Habertürk
    Takipde Kalın!
      Günlük gelişmeleri takip edebilmek için habertürk uygulamasını indirin

        2001 krizinin üzerinden 13 yıl geçti. Kur, faiz ve bankacılık olarak üç krizi bir arada yaşadık. Ağır bir bedel ödedik. Kamu ve bankacılık sistemini yeniden yapılandırdık. 22 banka battı ve batıkları kamu kesimi üstlendi. Kamu bankaları kurtarıldı. Özel bankaların bir kısmı yabancı sermaye ağırlıklı oldu. Sektörün artık yüzde 40’ı yabancıların elinde. Yeniden yapılandırma çerçevesinde IMF ile anlaşmanın bir parçası olarak 10 yıl süreyle yeni banka kurma izni de vermedik. Bildiğim kadarıyla süre 2011 sonuna doğru doldu. Yeni banka lisansları verileceği açıklandı. 10 yeni bankaya izin çıkacağı yönünde medyada haberler yer aldı. Bir yabancı banka geldi, faaliyete geçti. Bir yerli banka yabancılar tarafından satın alındı. Dün de bir büyük uluslararası banka daha faaliyet iznini aldı.
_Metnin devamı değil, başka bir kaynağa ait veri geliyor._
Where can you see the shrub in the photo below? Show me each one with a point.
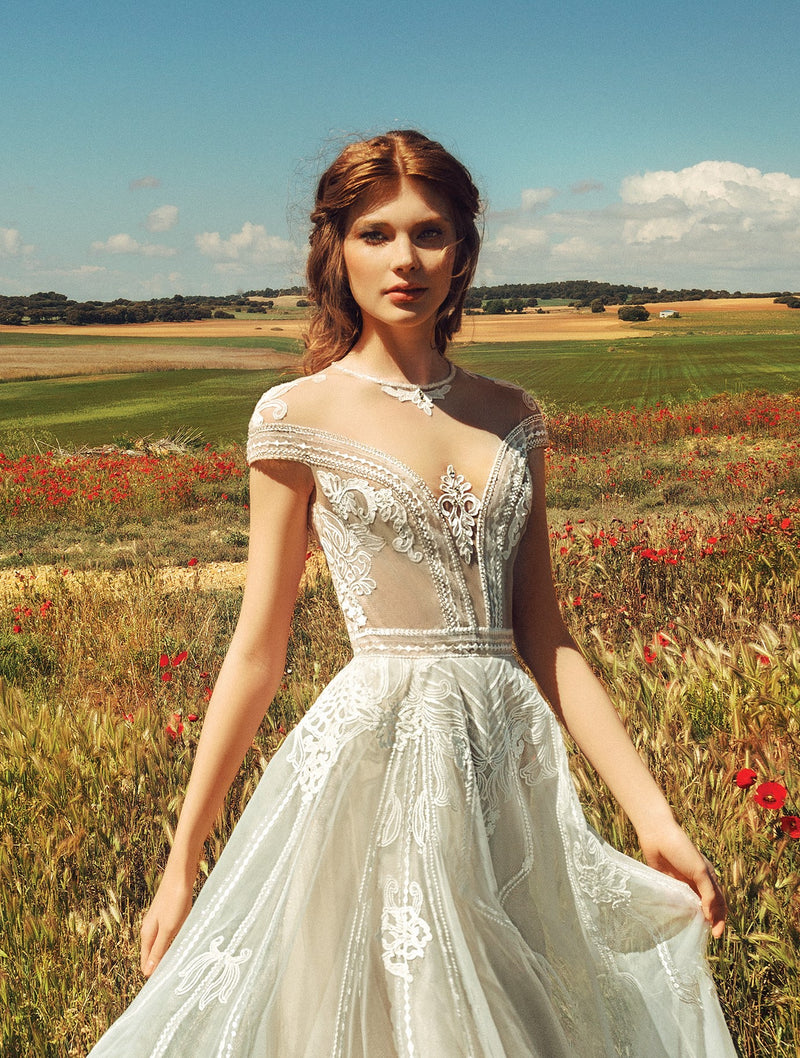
(633, 313)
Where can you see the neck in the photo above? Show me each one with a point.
(399, 354)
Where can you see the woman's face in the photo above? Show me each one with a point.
(399, 250)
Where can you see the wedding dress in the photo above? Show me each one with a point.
(414, 875)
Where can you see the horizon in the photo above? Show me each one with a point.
(147, 153)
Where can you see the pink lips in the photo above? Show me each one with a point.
(405, 293)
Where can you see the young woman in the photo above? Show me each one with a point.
(414, 875)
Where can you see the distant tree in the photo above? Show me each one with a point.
(633, 313)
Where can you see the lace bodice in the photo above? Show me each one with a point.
(410, 562)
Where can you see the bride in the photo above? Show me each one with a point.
(414, 874)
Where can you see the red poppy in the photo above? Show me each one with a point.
(745, 778)
(791, 825)
(770, 796)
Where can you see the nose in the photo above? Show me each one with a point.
(405, 258)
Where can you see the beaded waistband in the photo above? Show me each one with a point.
(434, 642)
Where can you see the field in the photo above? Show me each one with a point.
(675, 541)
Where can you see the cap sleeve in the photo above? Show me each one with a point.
(534, 425)
(269, 437)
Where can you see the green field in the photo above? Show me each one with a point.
(667, 368)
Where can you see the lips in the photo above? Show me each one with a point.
(405, 292)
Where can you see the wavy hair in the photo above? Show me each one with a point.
(335, 324)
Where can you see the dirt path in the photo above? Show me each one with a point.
(29, 362)
(200, 578)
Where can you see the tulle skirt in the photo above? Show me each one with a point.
(414, 876)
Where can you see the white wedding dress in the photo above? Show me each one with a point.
(414, 875)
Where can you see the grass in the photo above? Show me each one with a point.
(674, 541)
(587, 375)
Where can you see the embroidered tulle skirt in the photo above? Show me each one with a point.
(414, 876)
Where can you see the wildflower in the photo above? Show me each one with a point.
(745, 778)
(770, 796)
(791, 825)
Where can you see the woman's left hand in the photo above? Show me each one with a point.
(670, 851)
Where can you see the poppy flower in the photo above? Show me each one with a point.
(770, 796)
(791, 825)
(745, 778)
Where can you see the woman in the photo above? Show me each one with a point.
(414, 875)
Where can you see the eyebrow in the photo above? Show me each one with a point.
(374, 221)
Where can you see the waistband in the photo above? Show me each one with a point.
(434, 642)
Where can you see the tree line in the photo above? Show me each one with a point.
(49, 307)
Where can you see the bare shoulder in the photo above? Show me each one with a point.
(295, 399)
(507, 397)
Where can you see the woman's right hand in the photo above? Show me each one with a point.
(170, 906)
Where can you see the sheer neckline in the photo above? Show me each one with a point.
(433, 493)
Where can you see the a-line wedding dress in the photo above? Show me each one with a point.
(414, 875)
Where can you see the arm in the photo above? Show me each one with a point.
(248, 681)
(582, 705)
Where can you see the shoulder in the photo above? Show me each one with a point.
(514, 405)
(274, 404)
(273, 430)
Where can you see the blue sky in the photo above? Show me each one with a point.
(170, 147)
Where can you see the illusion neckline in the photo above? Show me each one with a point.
(393, 384)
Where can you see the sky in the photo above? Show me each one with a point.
(171, 147)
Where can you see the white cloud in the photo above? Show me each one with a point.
(716, 224)
(123, 243)
(144, 182)
(584, 186)
(533, 197)
(11, 243)
(162, 219)
(251, 245)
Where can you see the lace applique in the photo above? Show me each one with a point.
(358, 503)
(218, 970)
(272, 400)
(459, 508)
(420, 398)
(600, 879)
(404, 932)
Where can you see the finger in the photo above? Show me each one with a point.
(712, 899)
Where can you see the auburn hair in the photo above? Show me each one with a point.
(335, 324)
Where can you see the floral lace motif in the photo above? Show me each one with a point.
(213, 973)
(404, 932)
(459, 508)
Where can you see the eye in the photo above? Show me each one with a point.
(371, 236)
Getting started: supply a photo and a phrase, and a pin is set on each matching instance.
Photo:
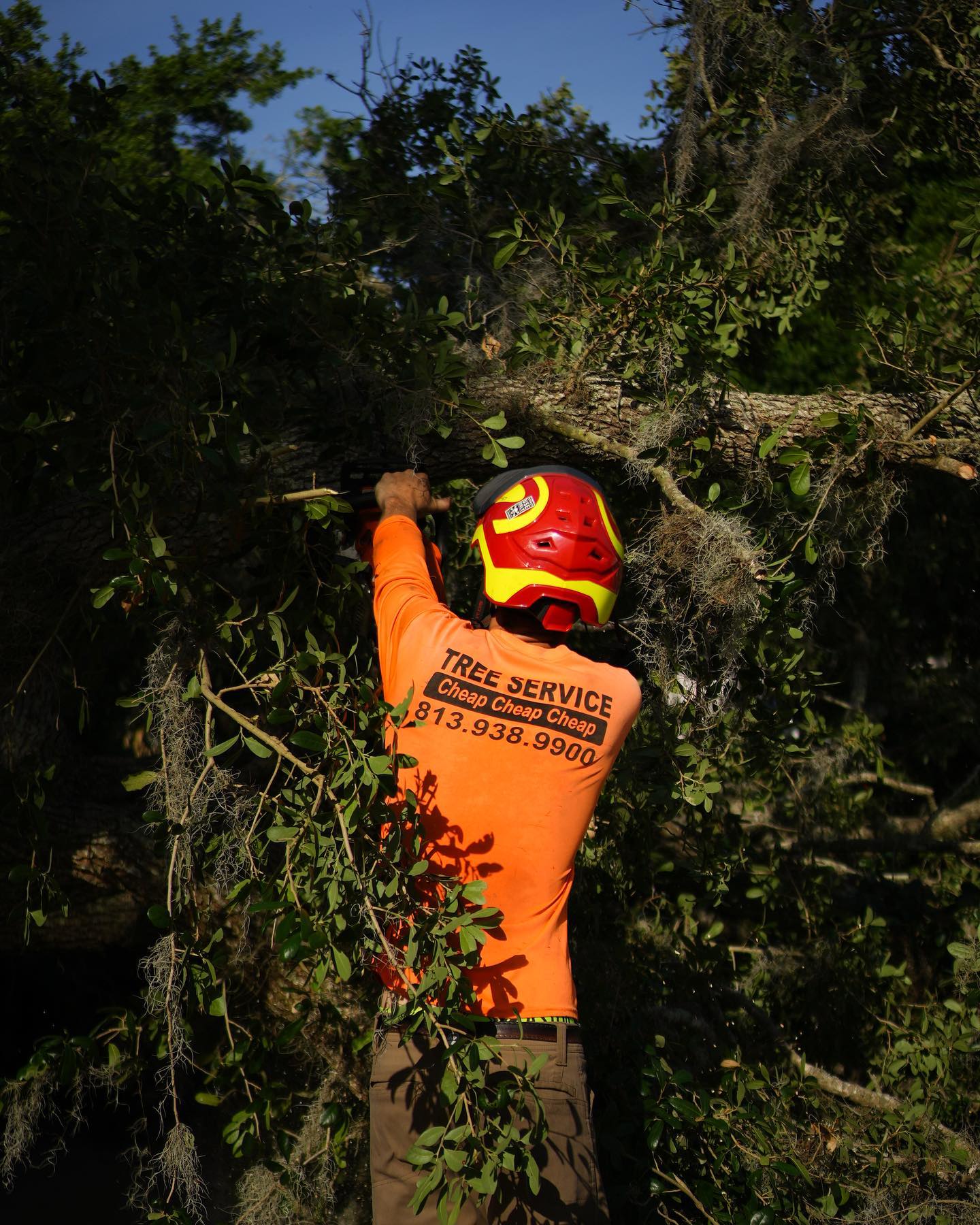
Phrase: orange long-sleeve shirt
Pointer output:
(514, 740)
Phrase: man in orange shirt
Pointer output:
(514, 735)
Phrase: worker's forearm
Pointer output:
(398, 506)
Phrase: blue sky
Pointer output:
(531, 44)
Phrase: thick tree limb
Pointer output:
(946, 825)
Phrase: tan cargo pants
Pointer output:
(404, 1102)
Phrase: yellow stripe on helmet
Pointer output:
(609, 526)
(502, 582)
(528, 517)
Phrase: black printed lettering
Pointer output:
(517, 708)
(461, 664)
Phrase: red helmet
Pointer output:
(549, 544)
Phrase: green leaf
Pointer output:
(159, 915)
(309, 740)
(799, 479)
(137, 782)
(282, 833)
(505, 254)
(102, 597)
(342, 962)
(768, 444)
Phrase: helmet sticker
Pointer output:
(520, 508)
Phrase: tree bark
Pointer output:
(600, 418)
(101, 857)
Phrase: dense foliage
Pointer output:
(776, 915)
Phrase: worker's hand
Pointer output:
(407, 493)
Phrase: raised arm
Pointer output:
(407, 578)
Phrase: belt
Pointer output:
(531, 1030)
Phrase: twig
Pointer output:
(949, 466)
(949, 822)
(941, 407)
(897, 784)
(300, 495)
(50, 638)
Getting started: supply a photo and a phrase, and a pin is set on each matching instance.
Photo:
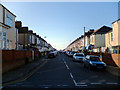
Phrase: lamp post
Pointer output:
(84, 40)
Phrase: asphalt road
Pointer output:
(62, 72)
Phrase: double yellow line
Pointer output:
(27, 76)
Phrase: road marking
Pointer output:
(27, 85)
(71, 75)
(27, 76)
(82, 85)
(111, 83)
(95, 83)
(11, 85)
(66, 65)
(45, 85)
(58, 85)
(65, 85)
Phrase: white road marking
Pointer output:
(95, 83)
(73, 77)
(11, 85)
(58, 85)
(45, 85)
(27, 85)
(82, 85)
(67, 66)
(111, 83)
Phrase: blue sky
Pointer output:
(63, 22)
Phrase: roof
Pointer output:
(102, 30)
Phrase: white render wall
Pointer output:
(1, 14)
(99, 40)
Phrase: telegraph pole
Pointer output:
(84, 39)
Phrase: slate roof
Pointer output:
(102, 30)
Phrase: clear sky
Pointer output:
(63, 22)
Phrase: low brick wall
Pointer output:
(116, 58)
(12, 59)
(108, 59)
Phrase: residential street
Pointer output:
(62, 72)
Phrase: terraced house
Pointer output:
(8, 32)
(97, 39)
(113, 38)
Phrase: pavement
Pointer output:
(22, 72)
(25, 71)
(113, 70)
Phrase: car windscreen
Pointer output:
(81, 55)
(95, 59)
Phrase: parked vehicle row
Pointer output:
(89, 61)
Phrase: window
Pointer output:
(7, 44)
(9, 20)
(4, 40)
(111, 36)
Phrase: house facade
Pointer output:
(8, 32)
(97, 39)
(113, 38)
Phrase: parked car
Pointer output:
(78, 57)
(70, 54)
(92, 62)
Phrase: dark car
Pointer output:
(92, 62)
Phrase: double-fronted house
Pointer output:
(113, 38)
(8, 32)
(97, 38)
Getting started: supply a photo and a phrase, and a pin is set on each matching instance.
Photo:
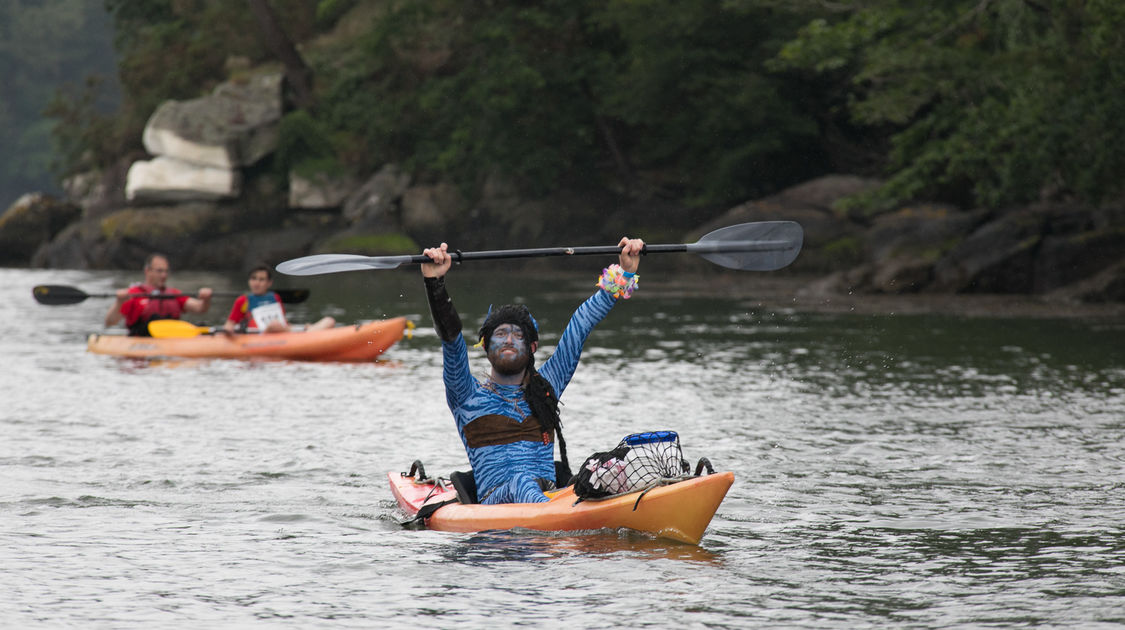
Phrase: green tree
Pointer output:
(991, 102)
(45, 46)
        YERLİLER BANKA İSTEMİYOR: Yani 10’a karşı elde 3 banka var. Üçü de yabancı sermayeli. Yerli sermayenin banka kurma isteği yok. Aranılan asgari sermaye şartı 300 milyon. Demek ki Türkiye’deki girişimciler bu sektörde yeterli kâr edeceklerine güvenmiyor veya sektörü bilmiyorlar ya da daha kârlı ve riski daha az başka sektörler mevcut. Bankalardan ve yüksek faizden o kadar yakınmalarına karşılık herhangi bir işadamı bu işe soyunmuyor.

        Yabancıların ilgisi ise sınırlı. Çünkü, Türk bankalarının iyi denetlendiği, yüksek karlılık oranlarını yakaladığı, küresel krizde kamu yardımı almayan dört ülke bankacılığından biri olarak biliniyordu. Böyle bir sektörde 10 yıllık kısıtlamanın ardından yeni lisanslara ilginin daha yoğun olması beklenirdi. Olmaması ise bir hayli düşündürücü.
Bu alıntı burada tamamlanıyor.